Yenatru laughs a little.

“Gave everyone who watched a headache.”

“That doesn’t surprise me.”

“But, right,” Lucifer says, “there is actually something I’d like to ask you.”

“What is it?”

“Well… Elīya happened.”

“Ah. I think I know how that is.”

“I’d suspect you do, yeah. So, you know how she’s doing Theurgy in exchange for me hooking her up with Tamar? Yeah, I was wondering if next weekend would be a good time for that, me taking you and Elīya camping with her?”

Yenatru nods slowly.

“‘Kay, cool. While I’m on this subject, then—is there anything I should know about Tamar? Before trying to contact her, I mean.
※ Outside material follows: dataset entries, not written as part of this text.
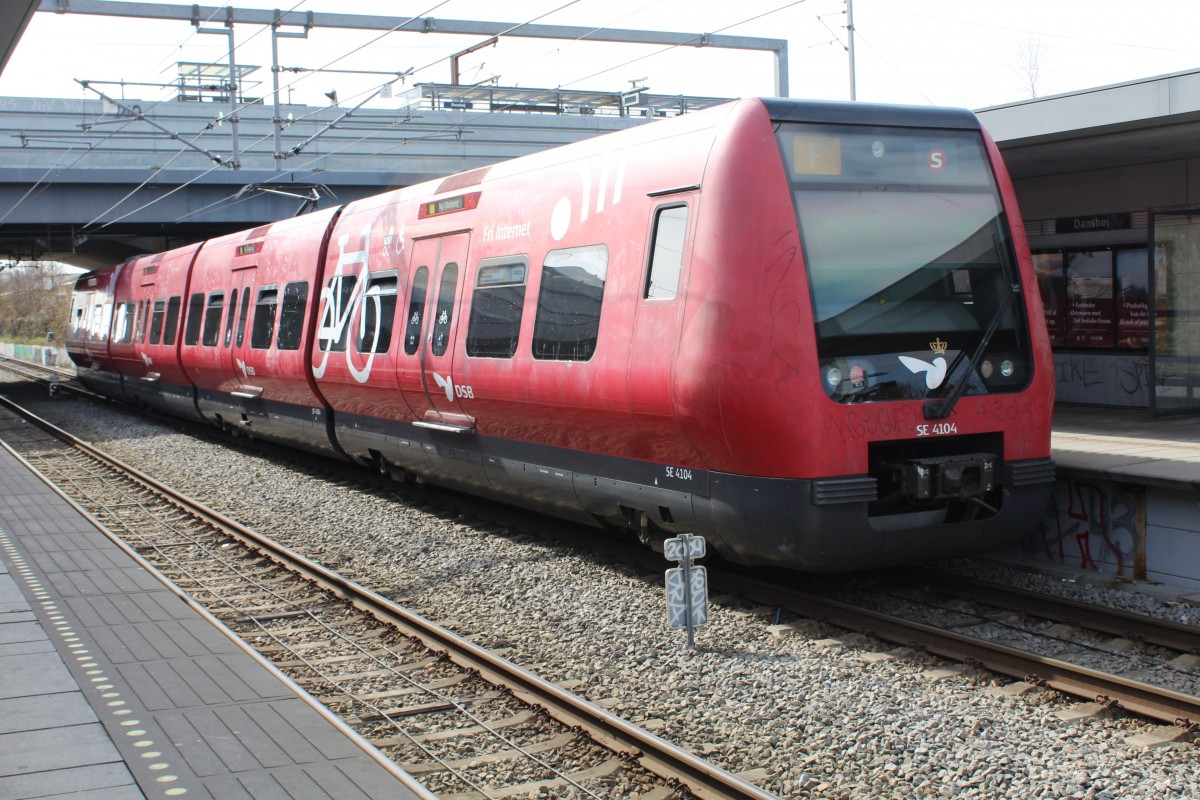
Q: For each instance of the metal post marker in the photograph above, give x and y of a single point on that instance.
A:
(687, 584)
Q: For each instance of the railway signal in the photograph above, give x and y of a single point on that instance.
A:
(687, 584)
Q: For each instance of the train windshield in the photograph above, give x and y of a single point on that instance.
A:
(911, 262)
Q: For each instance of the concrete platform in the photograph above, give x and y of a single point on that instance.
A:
(115, 687)
(1128, 445)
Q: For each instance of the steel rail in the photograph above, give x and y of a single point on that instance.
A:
(1116, 621)
(1167, 705)
(655, 755)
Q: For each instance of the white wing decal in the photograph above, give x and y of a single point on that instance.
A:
(935, 372)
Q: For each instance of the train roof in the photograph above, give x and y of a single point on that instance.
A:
(804, 110)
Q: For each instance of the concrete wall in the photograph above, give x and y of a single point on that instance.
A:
(1108, 379)
(1105, 528)
(47, 356)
Like, she’s not another Elīya, is she?”

“I think there’s only one Elīya.”

Lucifer gives an exaggerated sigh of relief.

“But there’s also only one Tamar.”

Lucifer turns to Yenatru and raises an eyebrow. “If I’m interpreting that right, that she’s almost as intense as Elīya in her own way… how the fuck did you, of all people, end up with those two?”

Yenatru shrugs. “It… just happened.”

“Tell me more about her, though.”

Yenatru makes a small sighing sound and looks to the side. “I honestly don’t know. I haven’t seen her since she became a Holy, and I don’t even know why she did.”

“Do… you know what her price was?”

“Her eyes. Her parents told me and Elīya that much, when we went looking for her. I think they were kind of… unprepared for her coming home the way she did. I mean, she was Holy, so that’s. It’s probably weird to be in that situation though, the parent of a child who just does that.”

Lucifer nods. “And then she… didn’t talk to you again? That sounds like a hard time for you.”

Yenatru blinks a few tears away. “Y-yeah. We were all pretty surprised.”

“…Alright then, I guess. But here’s the really important question: is she going to try to force me to do something, if I meet her? The way Elīya does? Or worse, would she look up to me?”

“That would probably be pretty unlikely. She was more likely to decide to climb a mountain completely by herself without any supplies than actually ask you to do it with her. Of course, I always followed, because that’s really dangerous to do alone…”

Lucifer nods.

“I could have imagined her becoming a Theurgist,” he notes. “That would have made sense.”

“More people should be Theurgists, honestly.”

“Yeah,” Yenatru says quietly.

“How are you feeling, by the way?” Lucifer asks, her eyes meeting his.

“Still… still good, I think,” Yenatru says, his voice still quiet. For some reason saying it makes him curl his arms a little closer to him. He smiles a little.

She smiles back. “Tell me, though, are you going to fall over every time I say something nice about you?”

“Probably.” Yenatru flushes a little.

Lucifer laughs a little, silently. “I’ll keep that in mind.”

And in Yenatru’s mind there’s something bright and clear, a thought that’s surprisingly settled in him: friend. It lets him close his eyes now and feel, for the first time in much longer than he wants to admit, something other than alone.